The report will add to the atmosphere of crisis that is buffeting the United Nations at a moment when it is making senior staff changes and proposing structural and management reforms intended to forestall a recurrence of the kinds of abuses that have drawn the critical attention of five Congressional committees as well as calls for Mr. Annan to step down before his term is completed at the end of 2006.

On Monday, Mr. Annan made public a wide-ranging set of changes, including a reconstitution of the Security Council and the restructuring of the Human Rights Commission, which has brought repeated discredit on the United Nations by letting major rights violators become members. On Thursday, a confessional United Nations report proposed a thorough overhaul of the peacekeeping operation, which has been shamed by instances of rape and sexual abuse of minors by blue-helmeted United Nations troops.

But attention has already shifted back to the institution's oil-for-food problems and in particular Mr. Annan's job security in light of his son's activities.
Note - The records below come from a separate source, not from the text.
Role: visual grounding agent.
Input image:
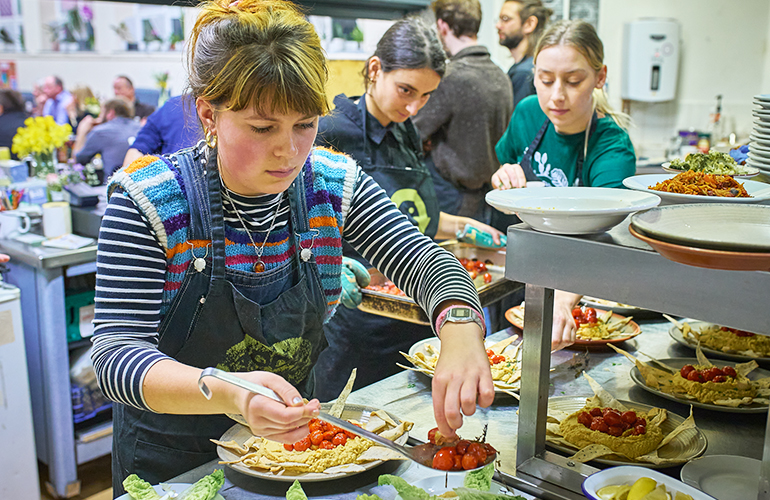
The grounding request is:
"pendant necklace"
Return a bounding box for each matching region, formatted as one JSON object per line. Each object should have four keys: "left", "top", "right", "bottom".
{"left": 223, "top": 187, "right": 284, "bottom": 273}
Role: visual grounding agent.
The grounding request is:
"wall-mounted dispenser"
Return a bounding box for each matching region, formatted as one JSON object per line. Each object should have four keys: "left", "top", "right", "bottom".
{"left": 621, "top": 18, "right": 680, "bottom": 102}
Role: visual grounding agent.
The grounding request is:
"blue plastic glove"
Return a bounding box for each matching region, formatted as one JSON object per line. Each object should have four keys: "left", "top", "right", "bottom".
{"left": 456, "top": 224, "right": 507, "bottom": 249}
{"left": 340, "top": 257, "right": 371, "bottom": 309}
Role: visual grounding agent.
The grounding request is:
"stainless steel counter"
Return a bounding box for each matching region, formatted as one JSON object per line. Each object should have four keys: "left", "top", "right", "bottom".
{"left": 0, "top": 237, "right": 96, "bottom": 269}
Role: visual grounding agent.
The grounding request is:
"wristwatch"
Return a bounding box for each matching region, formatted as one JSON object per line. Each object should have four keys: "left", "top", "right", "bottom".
{"left": 435, "top": 305, "right": 486, "bottom": 336}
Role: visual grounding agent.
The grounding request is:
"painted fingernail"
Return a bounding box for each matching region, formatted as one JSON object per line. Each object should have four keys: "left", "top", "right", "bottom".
{"left": 312, "top": 408, "right": 320, "bottom": 416}
{"left": 292, "top": 396, "right": 303, "bottom": 405}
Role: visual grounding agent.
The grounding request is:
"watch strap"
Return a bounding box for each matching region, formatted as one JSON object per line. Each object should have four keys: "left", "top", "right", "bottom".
{"left": 435, "top": 305, "right": 486, "bottom": 337}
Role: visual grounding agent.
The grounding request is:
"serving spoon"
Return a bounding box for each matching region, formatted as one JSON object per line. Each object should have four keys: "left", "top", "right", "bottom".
{"left": 197, "top": 367, "right": 495, "bottom": 470}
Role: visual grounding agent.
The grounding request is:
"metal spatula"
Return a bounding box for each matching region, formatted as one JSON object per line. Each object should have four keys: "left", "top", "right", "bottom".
{"left": 197, "top": 367, "right": 442, "bottom": 467}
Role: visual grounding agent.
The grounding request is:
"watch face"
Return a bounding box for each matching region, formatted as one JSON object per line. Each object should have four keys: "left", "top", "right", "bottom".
{"left": 449, "top": 307, "right": 471, "bottom": 319}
Asked about the higher compensation figure for Kojo Annan, Seth Goldschlager, a spokesman for Cotecna, said in an interview Friday that the company had told the Volcker commission that it paid him at least $366,000 and possibly as much as $400,000 during the 1996 to 2004 period in which he received payments. The amount included payments for health care and to ensure that he not work for competitors after he formally left Cotecna in 1998.

Mr. Goldschlager said the new total was provided to investigators after The Financial Times and Il Sole Ore 24 of Milan jointly reported Wednesday that Kojo Annan had been paid at least $300,000, not just the $175,000 that had been previously disclosed. Mr. Goldschlager said Cotecna was still uncertain exactly how much Mr. Annan had been paid and that as a result of negotiations with the Volcker panel, the company was conducting a new audit of all payments to him.

Congressional investigators have complained that Cotecna has disclosed the widening scope of its dealings with Kojo Annan only after being prodded by news reports and has not fully explained payments made through third parties.

Mr. Goldschlager said Friday that these payments had been made at Kojo Annan's request, but he could not explain why Cotecna had agreed to an arrangement that appeared to disguise the company's involvement.

Echoing previous statements by other Cotecna representatives, Mr. Goldschlager said the continuing payments to Mr. Annan after he left the company were not illegal or inappropriate. He also denied allegations that Cotecna had hired and continued paying Kojo Annan after he left the company to maintain his father's good will or retain its contract.

He said Mr. Annan was paid for his work on behalf of Cotecna in Africa, none of which, he asserted, was related to the oil-for-food program. The noncompetition payments were consistent with what is standard practice in the industry, he added.

Kojo Annan worked for Cotecna from December 1995 until departing at the end of 1998, just as the company gained its oil-for-food contract. As the oil-for-food scandal unfolded, United Nations spokesmen deflected questions about any conflict posed by young Mr. Annan's job by noting that all his work was done in Africa, distant from Iraq, and that he had severed ties with Cotecna at the time it became an oil-for-food contractor.

Subsequent disclosures revealed that Kojo Annan continued receiving payments until February 2004 and that he had attended United Nations-connected meetings in New York and Durban, South Africa. In December 2004 the senior Mr. Annan said that although he and his son had discussed the relationship with Cotecna, he was "disappointed" that he had apparently not been told the full story.

Tuesday's report will be Mr. Volcker's second interim report, with the final accounting due this summer. In its first interim report, on Feb. 4, the commission found that the former head of the program, Benon V. Sevan, had a "grave and continuing conflict of interest" in helping a friend obtain valuable Iraqi oil contracts and said a second United Nations official, Joseph Stephanides, had violated procurement rules. Both men have been suspended and are in the process of answering United Nations charges against them.